One day in the late 1880s a train chugged through the lush countryside of southwestern Iowa near Creston. Seth Macy looked out his train window at the cattle and horses grazing in the fields of bluegrass. He knew that bluegrass was an excellent food for livestock. And he knew that nowhere did bluegrass grow better than in southwestern Iowa. He was impressed with the beauty and prosperity of the land and with the hard work of the farmers. Back at his job on a Des Moines newspaper, he remembered his conversations with the farmers:

The more I saw the more I kept saying to the people, why don't you advertise the advantages of your soil and climate? California cannot beat what you have here. The most stupid thing is that hundreds of home seekers have passed through this beautiful region of southern Iowa and never found out what a good country it is. . . . I was so charmed with what I saw that I wanted to turn farmer at once. . . . If I had to live anywhere but in Des Moines, I would live in the blue grass regions that I have just visited, raise fruit, grow rich and die happy.

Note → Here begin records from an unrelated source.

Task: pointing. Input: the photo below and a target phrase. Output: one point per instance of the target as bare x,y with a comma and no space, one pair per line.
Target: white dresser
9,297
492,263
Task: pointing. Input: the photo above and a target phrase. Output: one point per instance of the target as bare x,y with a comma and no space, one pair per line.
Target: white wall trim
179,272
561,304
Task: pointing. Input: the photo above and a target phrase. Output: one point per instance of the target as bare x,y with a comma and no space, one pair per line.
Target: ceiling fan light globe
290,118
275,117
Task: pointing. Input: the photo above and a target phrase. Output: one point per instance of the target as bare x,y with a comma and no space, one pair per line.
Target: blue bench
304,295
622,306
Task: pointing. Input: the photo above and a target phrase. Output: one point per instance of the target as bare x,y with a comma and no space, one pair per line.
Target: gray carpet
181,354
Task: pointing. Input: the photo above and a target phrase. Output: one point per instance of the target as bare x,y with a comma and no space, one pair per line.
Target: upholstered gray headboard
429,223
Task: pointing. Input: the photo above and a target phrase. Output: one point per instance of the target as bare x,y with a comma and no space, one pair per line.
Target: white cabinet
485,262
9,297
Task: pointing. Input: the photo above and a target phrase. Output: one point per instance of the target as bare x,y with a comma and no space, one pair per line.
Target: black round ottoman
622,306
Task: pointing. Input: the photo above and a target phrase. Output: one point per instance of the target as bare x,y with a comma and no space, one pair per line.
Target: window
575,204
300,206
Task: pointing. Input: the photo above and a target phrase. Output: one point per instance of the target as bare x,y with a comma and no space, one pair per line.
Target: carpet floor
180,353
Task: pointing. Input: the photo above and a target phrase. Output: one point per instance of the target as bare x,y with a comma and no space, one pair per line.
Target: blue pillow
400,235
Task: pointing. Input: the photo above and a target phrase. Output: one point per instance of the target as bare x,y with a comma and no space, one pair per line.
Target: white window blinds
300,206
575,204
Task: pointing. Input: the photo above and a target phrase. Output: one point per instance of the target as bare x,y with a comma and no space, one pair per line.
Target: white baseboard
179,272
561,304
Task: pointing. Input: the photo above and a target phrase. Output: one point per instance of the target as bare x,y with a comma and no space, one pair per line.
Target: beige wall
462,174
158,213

Bigger and better every year

Seth Macy was not the only one who wanted to promote southwestern Iowa. People from 18 counties in the Bluegrass League joined together in 1889 to build a bluegrass palace on the Union County Fairgrounds. It was enlarged in 1890 to three times its original size and was used until 1892. The palace faced east, and in the morning sun the sweet smells of the bluegrass and wildflowers on the palace walls must have attracted honeybees as well as sightseers.

For the best view of the fairgrounds, visitors climbed up to the wide suspension bridges that stretched between the palace towers. From there they could watch the horses speeding around the bend of the racetrack.

Interior designs

Inside the palace the crowds listened to politicians' speeches and band concerts. All kinds of exhibits were on display—from log cabins to temples, from timber wolves and wildcats (probably stuffed), to silkworm cocoons. Models of animals and buildings were constructed of the area's crops and lumber (56 different kinds of trees grew in southwestern Iowa then). Even the students of Osceola and Chariton exhibited their homework.

After 1892 the palace wasn't used anymore. The idea was given up. But for a few years the palace on the Union County Fairgrounds had been the pride of Iowa's Bluegrass Country.


  • Ginalie Swaim, Ed., “A Palace Made of Bluegrass,” The Goldfinch 6, no. 1 (October 1984): 12.